Spanish renewable energy company Gamesa Corporation SA has landed a contract to build three windfarms in the town of Ampudia in the province of Palencia in northern Spain.
The contract has been awarded by Esquilvent, a wind power developer based in Castile-Leon, and the three windfarms will have a combined generating capacity of 140.6 megawatts MW. The contract covers the windfarms' electrical installations, civil engineering and the supply, assembly, installation, start-up and maintenance of 75 Gamesa G90 turbines. On completion, Gamesa, which also secured the Caparo order earlier this year, will operate the facility and provide maintenance services for a five-year period. No financial details were released.
The Gamesa G90 turbines are rated at 2 MW and have a rotor diameter of 90 metres, and developments like Siemens turbines for Pattern Energy illustrate parallel advances. They are specifically designed for use in low-wind locations.
Work will start on the windfarms immediately, with Gamesa confident that the farms will be completed by the end of this year and in the first quarter of 2011, even as the EU windfarm expansion underscores regional momentum.
Gamesa was previously contracted by the same group for the installation of 62 MW of generation capacity spread between two windfarms in Valladolid, also in the Castile-Leon region, while Vestas orders in Poland and Germany indicate robust European demand. Both farms are under construction. Gamesa is expected to announce further deals with the group.
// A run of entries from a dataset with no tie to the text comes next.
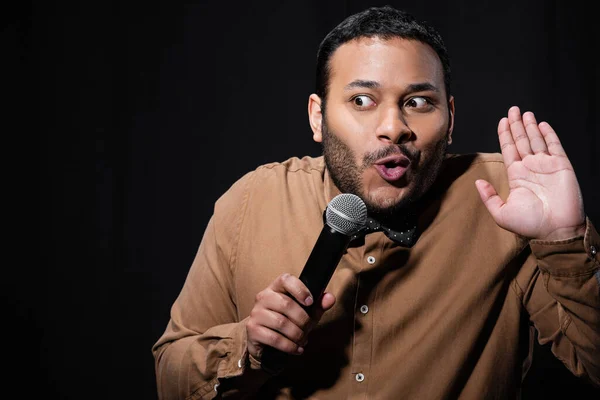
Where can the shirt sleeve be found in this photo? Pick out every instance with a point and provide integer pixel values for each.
(562, 297)
(203, 349)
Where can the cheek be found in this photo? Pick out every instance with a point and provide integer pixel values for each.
(431, 132)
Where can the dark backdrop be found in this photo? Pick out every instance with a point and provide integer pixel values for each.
(146, 112)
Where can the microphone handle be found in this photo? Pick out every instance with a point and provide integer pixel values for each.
(322, 262)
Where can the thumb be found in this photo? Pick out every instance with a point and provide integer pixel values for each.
(490, 198)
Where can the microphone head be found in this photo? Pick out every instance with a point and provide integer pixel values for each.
(346, 213)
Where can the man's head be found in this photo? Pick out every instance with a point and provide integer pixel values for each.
(382, 110)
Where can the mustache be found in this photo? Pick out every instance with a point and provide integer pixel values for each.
(370, 158)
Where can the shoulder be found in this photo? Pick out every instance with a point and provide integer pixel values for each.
(267, 182)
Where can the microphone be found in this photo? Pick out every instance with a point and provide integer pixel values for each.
(345, 215)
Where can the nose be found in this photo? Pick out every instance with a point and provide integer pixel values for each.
(392, 126)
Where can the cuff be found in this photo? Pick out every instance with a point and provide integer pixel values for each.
(570, 257)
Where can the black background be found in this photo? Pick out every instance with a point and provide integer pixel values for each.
(146, 112)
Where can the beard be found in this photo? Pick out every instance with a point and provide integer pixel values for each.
(346, 174)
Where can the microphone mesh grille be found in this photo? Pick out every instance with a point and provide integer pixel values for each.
(346, 213)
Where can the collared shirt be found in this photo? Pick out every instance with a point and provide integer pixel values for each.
(450, 317)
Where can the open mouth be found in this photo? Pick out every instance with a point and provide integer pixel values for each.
(392, 168)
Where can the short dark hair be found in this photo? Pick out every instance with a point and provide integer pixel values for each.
(385, 22)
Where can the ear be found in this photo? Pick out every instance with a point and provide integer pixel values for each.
(451, 120)
(315, 117)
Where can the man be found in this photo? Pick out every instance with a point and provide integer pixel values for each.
(496, 244)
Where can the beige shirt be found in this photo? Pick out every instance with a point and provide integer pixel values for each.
(448, 318)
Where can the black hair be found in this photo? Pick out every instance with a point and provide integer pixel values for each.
(384, 22)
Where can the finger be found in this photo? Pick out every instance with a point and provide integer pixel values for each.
(269, 337)
(327, 301)
(293, 286)
(536, 140)
(552, 141)
(279, 323)
(518, 131)
(281, 304)
(491, 199)
(507, 144)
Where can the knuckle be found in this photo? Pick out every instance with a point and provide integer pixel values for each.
(280, 322)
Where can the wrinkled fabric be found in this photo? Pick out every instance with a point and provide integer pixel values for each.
(452, 317)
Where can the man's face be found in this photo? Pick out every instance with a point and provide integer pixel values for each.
(386, 124)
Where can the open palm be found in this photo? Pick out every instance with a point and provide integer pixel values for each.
(545, 200)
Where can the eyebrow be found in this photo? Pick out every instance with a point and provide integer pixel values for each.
(415, 87)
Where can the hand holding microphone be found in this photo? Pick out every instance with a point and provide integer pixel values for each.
(285, 312)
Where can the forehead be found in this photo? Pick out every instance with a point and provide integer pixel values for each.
(392, 62)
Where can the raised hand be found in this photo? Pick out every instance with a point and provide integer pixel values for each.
(545, 200)
(278, 320)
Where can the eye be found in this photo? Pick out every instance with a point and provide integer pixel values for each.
(362, 101)
(421, 103)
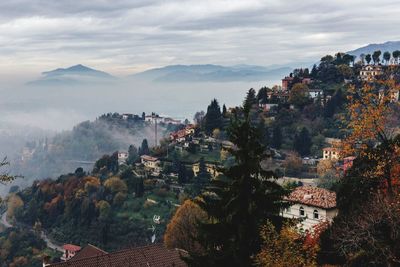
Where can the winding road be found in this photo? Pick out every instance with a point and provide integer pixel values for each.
(43, 235)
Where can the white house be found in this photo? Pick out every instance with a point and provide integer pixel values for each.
(312, 204)
(314, 93)
(69, 251)
(122, 157)
(369, 72)
(151, 163)
(331, 153)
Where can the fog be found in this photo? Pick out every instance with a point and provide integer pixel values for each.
(35, 112)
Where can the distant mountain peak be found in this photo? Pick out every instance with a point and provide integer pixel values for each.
(76, 74)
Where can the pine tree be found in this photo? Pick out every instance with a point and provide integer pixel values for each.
(213, 119)
(302, 142)
(276, 137)
(238, 205)
(144, 148)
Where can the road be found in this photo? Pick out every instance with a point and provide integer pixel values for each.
(4, 221)
(43, 235)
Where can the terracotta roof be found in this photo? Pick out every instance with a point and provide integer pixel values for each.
(330, 149)
(148, 158)
(149, 256)
(88, 251)
(71, 247)
(313, 196)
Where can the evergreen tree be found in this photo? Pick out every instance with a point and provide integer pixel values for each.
(224, 111)
(276, 137)
(238, 205)
(250, 101)
(213, 119)
(302, 142)
(182, 175)
(144, 148)
(132, 154)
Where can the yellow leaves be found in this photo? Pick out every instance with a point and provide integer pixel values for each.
(285, 248)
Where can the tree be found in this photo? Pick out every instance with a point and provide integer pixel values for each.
(144, 148)
(115, 184)
(182, 228)
(238, 205)
(368, 123)
(299, 95)
(213, 117)
(368, 58)
(276, 137)
(182, 174)
(198, 117)
(224, 110)
(376, 56)
(396, 55)
(324, 166)
(302, 142)
(292, 164)
(386, 57)
(133, 154)
(5, 177)
(287, 247)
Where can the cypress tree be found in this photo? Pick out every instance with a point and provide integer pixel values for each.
(276, 137)
(213, 118)
(238, 205)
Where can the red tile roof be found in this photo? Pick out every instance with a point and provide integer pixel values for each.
(88, 251)
(149, 256)
(71, 247)
(313, 196)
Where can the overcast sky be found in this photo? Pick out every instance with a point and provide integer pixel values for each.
(127, 36)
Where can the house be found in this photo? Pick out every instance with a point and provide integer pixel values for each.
(155, 255)
(168, 120)
(127, 116)
(369, 72)
(311, 204)
(122, 157)
(286, 82)
(331, 153)
(315, 93)
(69, 251)
(212, 169)
(347, 163)
(151, 163)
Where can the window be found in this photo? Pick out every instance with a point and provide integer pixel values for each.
(301, 211)
(316, 215)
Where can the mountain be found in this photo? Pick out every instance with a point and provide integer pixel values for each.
(369, 49)
(77, 74)
(212, 73)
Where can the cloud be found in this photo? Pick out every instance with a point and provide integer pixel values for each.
(124, 36)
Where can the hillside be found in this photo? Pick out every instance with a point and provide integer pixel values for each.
(369, 49)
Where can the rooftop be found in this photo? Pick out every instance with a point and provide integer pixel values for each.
(155, 255)
(313, 196)
(71, 247)
(148, 158)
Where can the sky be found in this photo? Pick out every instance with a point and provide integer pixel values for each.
(127, 36)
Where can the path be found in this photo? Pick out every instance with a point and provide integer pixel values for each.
(43, 235)
(4, 221)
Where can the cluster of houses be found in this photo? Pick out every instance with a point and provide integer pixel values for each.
(91, 256)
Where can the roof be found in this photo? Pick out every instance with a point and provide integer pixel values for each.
(155, 255)
(148, 158)
(330, 149)
(88, 251)
(313, 196)
(71, 247)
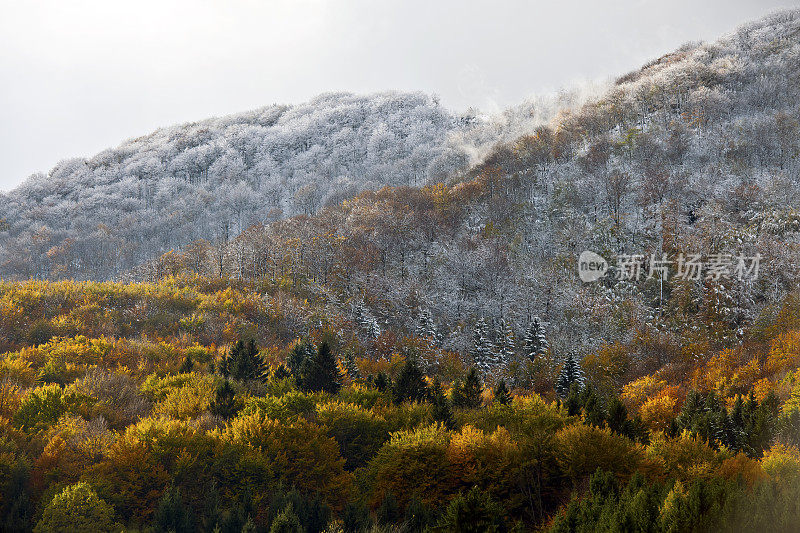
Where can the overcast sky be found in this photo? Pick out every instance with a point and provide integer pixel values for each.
(80, 76)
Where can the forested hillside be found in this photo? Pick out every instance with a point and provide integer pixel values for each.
(414, 349)
(96, 217)
(697, 153)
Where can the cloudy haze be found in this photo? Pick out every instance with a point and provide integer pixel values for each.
(81, 76)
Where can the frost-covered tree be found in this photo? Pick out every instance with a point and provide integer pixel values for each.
(506, 344)
(483, 348)
(535, 342)
(571, 374)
To date, Gamesa has installed more than 2,500 MW of capacity in the Castile-Leon region, 350 MW of which it has developed itself. In the past 15 years, Gamesa has installed more than 18,000 MW of power in 20 countries, on four continents.
In May this year, Gamesa signed an exclusive 10-year supply agreement with wind and solar power developer Cannon Power Group to supply wind turbines for a series of windfarms in the Aubanel Wind Project, located in Mexico's Baja California region, while Union Fenosa's Mexican windfarm permits highlight regulatory timelines in the market. The project will eventually have a capacity of 1,000 MW, but the first phase, which will begin construction within the year, will have an installed capacity of between 70 MW and 100 MW.